District Representatives of Zones 4, 5 and 6A got a taste of the 2019 Council on Legislation (CoL) to be held in Evanston, at a mock session which formed part of the Chennai Zone Institute. Alongside training, this session provided an overview of the Council and allowed new representatives to consult and interact with past representatives of the CoL. PDGs T N Subramanian, P T Ramkumar and the Deputy General Counsel from RI, Maureen Ninneman, explained in detail the Dos and Don’ts and the procedure to be adhered to at the CoL.
“The sergeants at the CoL are tough, you cannot waste time on last minute coffee with your spouse,” warned Subramanian. Maureen pointed out that the representatives to the CoL must have attended their Zone Institute and completed the new online training course, in order to have their Council expenses funded by Rotary. Unless they have an exemption from the Council Chairman. “Representatives who do not complete the training an attend the Council, but they will be responsible for their own expenses.”
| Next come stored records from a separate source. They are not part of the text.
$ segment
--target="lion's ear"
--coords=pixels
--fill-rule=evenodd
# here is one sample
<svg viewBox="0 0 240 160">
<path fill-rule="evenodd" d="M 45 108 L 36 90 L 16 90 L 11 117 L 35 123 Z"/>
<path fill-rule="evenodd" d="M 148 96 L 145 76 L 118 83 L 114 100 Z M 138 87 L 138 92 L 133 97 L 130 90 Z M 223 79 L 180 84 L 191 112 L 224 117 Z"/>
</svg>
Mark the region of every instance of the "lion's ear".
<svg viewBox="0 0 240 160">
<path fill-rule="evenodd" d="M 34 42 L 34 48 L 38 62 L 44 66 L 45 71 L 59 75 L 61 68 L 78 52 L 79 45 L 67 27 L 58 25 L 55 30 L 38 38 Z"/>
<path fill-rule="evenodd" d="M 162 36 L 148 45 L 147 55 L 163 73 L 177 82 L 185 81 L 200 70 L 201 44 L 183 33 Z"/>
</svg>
The session saw representatives discuss, practise and review the Indian enactments printed in the proposed legislation 2019, a copy of which was handed out to all participants. Maureen stressed that all representatives “must study the legislation” before attending the CoL and plan strategies they could use at the programme.
“Download the CoL App, because it will act as your entry pass, lunch token and reminder. All notifications will be sent to you through the App,” she said. Moving on to rules she reminded the representatives, “You will be given three precious minutes. Whatever you say has to be concise and factual.” But even before all that, “discuss proposed legislation at the district conference or other meetings and understand the different perspectives of Rotarians within your district and make sure you act as an objective legislator of RI.” Also, they have to attend the entire meeting of the Council which meets for five days from 8.30 am to 6 pm.
In an interactive round, the Rules of Procedure — how a resolution is to be tabled/withdrawn, how to move a motion, what are the motions that are debatable/amendable, were discussed. There are two kinds of proposals: an enactment, which would amend the constitution or by-laws of RI or a club, and a resolution, which expresses an opinion or makes a recommendation to the RI Board, explained Subramanian. “Whether you are ‘for’ or ‘against’ an enactment, you must wait for the debate to be completed to reach a conclusion. Many times, your opinion may change after the debate because you are thrown open to other representatives’ opinion.”
On the use of cards, Maureen explained that, “the green is ‘for’ the proposal, red shows you are ‘against’ and you will be using these cards only during the discussion phase.” Using the yellow card will represent that “you want to move an amendment or use it as a point of information. Make a note of your doubts regarding the proposal and ask the Chair without fear. The yellow and blue striped card is specifically used for closure. You flash it and the Chair will close the debate midway. So, without understanding the cards, do not use them.”
PDG Rekha Shetty, D 3232’s representative for the 2019 CoL, said that “this was a great learning experience and has helped in understating how to go about things.”
Highlights of the 2016 CoL were also discussed.
Describing the critical role of the CoL, Maureen said, “Over decades, the Council has debated and weighed virtually every nuance of the RI policy and every detail of membership, attendance rules and dues. While individual Rotarians may not always agree with its decisions, the Council is Rotary’s primary agent for change, allowing the organisation to evaluate its relevance in today’s rapidly evolving world, reflecting shifts in lifestyles, priorities, technology, and business.”